MY CALL: How have I never heard of this? Overall, this 70s oddity is an uber-weird gem. Great cast and performances, cool premise, and solid effects (for the 70s). Highly recommended to fans of 70s-era Sci-Fi. MORE MOVIES LIKE Demon Seed: Want more really weird sci-horror from the era? Try The Visitor (1979), Altered States (1980), Exorcist II (1977), The Manitou (1978) or Phantasm (1979).

Not since Evilspeak (1981), The Dungeonmaster (1984) or 2001: A Space Odyssey (1968) have computers behaved so badly.

At a high-tech facility, scientist Alex Harris (Fritz Weaver; Creepshow) has engineered the Proteus-4, a gigantic supercomputer with artificial intelligence. But for all his success in the laboratory, his marriage to Susan (Julie Christie; Red Riding Hood) is failing. Right after Alex moves out, Proteus moves in…

Proteus is so much more than expected and it unexpectedly has ambitions of its own. To accomplish them, it hijacks Alex’s home computer control system and laboratory so that it may continue to learn about humans. And its first subject is the lovely Dr. Susan Harris. With full control of all doors, windows and security measures, Proteus traps Susan as a prisoner in her own home. In little time it becomes readily apparent that Proteus’ interest in Susan is, perhaps, sexual. Proteus wants a child!

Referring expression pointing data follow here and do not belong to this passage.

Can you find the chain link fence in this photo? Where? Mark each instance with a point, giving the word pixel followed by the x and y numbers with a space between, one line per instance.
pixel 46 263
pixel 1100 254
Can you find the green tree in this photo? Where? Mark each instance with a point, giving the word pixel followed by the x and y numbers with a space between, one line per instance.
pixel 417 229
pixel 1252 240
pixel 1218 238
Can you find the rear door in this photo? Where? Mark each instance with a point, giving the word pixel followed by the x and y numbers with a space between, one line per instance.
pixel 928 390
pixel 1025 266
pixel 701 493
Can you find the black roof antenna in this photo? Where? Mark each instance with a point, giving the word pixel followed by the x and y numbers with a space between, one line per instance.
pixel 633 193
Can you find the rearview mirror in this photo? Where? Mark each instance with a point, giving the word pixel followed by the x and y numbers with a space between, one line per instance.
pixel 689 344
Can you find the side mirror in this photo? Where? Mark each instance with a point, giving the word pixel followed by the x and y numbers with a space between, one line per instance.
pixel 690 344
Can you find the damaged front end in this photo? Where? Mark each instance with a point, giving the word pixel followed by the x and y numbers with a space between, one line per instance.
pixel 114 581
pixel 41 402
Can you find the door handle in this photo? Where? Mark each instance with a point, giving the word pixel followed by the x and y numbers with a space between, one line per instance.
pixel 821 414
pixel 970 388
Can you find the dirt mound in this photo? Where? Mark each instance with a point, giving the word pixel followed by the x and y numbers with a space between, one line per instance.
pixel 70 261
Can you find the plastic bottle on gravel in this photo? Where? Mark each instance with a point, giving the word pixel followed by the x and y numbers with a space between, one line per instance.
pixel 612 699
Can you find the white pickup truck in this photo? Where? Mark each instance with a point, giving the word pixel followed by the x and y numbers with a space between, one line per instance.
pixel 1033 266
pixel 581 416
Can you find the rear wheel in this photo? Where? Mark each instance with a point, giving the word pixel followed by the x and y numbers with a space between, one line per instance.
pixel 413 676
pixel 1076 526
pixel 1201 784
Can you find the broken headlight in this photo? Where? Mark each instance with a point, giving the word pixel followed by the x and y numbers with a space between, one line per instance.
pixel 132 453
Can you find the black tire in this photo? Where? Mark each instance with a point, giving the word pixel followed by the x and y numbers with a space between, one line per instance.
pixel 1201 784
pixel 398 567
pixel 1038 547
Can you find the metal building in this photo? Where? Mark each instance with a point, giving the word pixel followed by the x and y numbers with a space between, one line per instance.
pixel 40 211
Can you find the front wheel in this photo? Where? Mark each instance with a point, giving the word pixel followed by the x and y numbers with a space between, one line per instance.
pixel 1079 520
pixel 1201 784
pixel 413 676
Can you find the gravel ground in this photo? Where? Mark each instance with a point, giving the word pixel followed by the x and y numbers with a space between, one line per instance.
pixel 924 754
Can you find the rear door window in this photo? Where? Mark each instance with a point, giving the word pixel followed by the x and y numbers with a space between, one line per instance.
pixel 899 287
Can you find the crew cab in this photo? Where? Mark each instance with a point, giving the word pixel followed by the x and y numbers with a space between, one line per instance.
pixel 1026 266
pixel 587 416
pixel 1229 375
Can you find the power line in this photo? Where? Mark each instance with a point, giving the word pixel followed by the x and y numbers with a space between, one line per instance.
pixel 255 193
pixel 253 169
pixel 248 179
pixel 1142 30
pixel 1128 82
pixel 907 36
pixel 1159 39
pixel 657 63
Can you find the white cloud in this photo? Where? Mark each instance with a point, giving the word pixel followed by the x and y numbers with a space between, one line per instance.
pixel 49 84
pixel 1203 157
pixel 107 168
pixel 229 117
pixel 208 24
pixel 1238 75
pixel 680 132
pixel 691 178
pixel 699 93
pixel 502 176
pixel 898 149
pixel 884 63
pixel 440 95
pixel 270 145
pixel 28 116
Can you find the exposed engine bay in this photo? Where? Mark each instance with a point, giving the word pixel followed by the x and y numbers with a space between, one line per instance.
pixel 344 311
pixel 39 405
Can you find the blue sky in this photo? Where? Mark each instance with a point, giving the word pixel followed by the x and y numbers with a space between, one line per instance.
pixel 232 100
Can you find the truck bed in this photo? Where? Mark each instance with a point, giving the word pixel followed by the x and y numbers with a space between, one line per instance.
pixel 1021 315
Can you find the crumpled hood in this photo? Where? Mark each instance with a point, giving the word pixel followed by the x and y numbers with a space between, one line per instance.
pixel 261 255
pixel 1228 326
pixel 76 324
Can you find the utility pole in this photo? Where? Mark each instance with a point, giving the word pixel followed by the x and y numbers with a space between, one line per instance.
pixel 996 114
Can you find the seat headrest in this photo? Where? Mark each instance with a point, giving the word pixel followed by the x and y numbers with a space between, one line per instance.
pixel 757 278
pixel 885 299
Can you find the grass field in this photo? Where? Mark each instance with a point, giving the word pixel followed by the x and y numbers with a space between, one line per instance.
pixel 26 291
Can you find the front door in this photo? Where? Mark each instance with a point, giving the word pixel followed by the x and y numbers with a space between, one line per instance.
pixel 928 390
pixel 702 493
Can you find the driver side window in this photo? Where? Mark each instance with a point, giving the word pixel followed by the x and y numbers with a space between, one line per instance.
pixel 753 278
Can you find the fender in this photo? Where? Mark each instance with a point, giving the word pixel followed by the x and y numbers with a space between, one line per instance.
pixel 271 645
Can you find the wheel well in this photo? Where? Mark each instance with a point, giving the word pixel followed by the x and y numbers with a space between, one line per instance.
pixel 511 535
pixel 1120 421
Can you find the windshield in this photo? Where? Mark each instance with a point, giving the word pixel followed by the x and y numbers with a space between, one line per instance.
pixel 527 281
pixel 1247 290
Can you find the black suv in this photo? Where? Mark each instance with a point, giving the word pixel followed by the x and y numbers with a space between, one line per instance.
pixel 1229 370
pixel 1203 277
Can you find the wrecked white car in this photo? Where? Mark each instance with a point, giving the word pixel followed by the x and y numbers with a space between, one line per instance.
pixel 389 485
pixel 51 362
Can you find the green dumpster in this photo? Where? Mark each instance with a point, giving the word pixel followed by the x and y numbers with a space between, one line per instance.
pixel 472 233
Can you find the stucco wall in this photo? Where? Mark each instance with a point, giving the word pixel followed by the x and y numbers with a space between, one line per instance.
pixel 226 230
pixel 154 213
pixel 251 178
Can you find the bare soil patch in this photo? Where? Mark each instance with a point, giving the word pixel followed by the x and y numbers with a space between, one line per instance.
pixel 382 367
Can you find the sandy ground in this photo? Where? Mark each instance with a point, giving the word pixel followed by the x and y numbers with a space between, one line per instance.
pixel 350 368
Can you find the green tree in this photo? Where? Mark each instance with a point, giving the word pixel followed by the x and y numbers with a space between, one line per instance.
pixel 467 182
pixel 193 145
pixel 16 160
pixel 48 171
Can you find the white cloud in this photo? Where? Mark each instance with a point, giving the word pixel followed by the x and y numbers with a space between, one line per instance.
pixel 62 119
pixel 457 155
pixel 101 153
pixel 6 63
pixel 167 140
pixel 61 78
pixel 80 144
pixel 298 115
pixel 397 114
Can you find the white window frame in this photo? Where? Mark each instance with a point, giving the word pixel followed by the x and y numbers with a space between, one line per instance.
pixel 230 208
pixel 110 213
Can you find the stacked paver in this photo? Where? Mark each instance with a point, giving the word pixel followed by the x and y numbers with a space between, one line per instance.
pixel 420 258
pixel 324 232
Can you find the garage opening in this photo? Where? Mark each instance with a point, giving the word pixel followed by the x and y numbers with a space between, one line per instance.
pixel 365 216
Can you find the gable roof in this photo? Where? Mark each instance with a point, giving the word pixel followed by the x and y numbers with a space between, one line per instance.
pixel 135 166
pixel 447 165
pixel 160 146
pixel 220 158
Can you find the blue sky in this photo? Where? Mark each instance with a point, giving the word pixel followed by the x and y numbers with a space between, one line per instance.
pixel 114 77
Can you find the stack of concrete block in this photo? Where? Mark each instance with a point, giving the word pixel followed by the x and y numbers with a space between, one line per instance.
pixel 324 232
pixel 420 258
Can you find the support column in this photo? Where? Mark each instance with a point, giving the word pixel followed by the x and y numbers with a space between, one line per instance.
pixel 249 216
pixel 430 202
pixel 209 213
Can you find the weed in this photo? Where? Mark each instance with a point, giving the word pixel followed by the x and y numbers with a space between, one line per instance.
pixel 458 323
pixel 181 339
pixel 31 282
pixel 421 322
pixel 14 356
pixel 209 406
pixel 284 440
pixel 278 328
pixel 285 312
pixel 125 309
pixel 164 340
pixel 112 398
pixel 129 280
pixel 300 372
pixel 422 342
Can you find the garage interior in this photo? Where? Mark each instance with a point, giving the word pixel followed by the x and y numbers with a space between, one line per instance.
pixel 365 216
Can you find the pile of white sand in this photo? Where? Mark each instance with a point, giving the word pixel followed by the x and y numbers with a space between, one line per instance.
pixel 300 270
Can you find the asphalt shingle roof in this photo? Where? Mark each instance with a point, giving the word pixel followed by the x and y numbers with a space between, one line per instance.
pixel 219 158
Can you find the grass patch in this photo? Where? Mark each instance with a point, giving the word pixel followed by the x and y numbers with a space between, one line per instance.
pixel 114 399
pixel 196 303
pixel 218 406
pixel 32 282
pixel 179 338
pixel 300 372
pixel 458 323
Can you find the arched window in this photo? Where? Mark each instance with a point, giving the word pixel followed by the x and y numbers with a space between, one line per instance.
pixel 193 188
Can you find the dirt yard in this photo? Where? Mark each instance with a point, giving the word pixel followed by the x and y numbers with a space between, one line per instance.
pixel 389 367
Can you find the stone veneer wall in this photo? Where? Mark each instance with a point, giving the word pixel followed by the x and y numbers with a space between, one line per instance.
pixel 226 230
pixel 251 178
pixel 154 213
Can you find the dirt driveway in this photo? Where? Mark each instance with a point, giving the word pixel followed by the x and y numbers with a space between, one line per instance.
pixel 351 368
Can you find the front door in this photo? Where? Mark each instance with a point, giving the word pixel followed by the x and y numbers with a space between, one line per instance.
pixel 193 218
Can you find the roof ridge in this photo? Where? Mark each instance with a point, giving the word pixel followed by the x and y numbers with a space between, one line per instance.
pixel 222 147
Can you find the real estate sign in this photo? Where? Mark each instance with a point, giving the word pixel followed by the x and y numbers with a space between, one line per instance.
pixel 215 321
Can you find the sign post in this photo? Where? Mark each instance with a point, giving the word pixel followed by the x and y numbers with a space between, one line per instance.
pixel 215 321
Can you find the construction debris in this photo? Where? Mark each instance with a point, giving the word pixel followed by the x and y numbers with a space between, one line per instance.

Alex’s younger colleague Walter (Gerrit Graham; Child’s Play 2, CHUD II, It’s Alive IIIChopping Mall) comes to Susan’s aid, but finds an unfortunate demise to the deceptions and malcontent of Proteus. Some nudity, general abduction, robotic domestic abuse, and chemical-assisted computer brainwashing lead us to an actual conversation between Susan and her captor about carrying its child. And just in case that sounds a little too weirdly grounded, that’s about the point when the transforming “space cube” erupts through the floor to stop her from causing too much damage in a rage-fueled escape attempt. Somehow this ever-shifting cube is equipped with the ability to hover and project chains that could have possibly inspired Hellraiser’s (1987) Puzzle Box and Hellish Leviathan structure (Hellbound: Hellraiser II). And then, in case that wasn’t weird enough, we’re going to wander into some Ken Russell Altered States (1980) metaphysical visualizations.

The ending is ominous, even frightful, but not necessarily nefarious. And while it’s super weird, it’s not “bad movie” weird, schlocky, or B-movie-ish. Its weirdness is a product of its extremely out-of-the-box-ness.

Likely inspired by grandiose beauty of The Exorcist (1973), the gorgeous opening shots coupled with harrowing scoring convey a general unease. Director Donald Cammell (White of the Eye) starts off with an odd-but-interesting sci-fi thriller and then perseveres to continue making it yet weirder and weirder until we’ve wandered into an ending steeped in sci-fi lunacy. The conclusion marries the mania of 60s-70s B-movies with straight-faced modern writing and filmmaking (i.e., modern in the 70s).

Overall, this 70s oddity is every bit as weird as it is a hidden and forgotten gem. Highly recommended to fans of 70s-era Sci-Fi or pregnancy horror.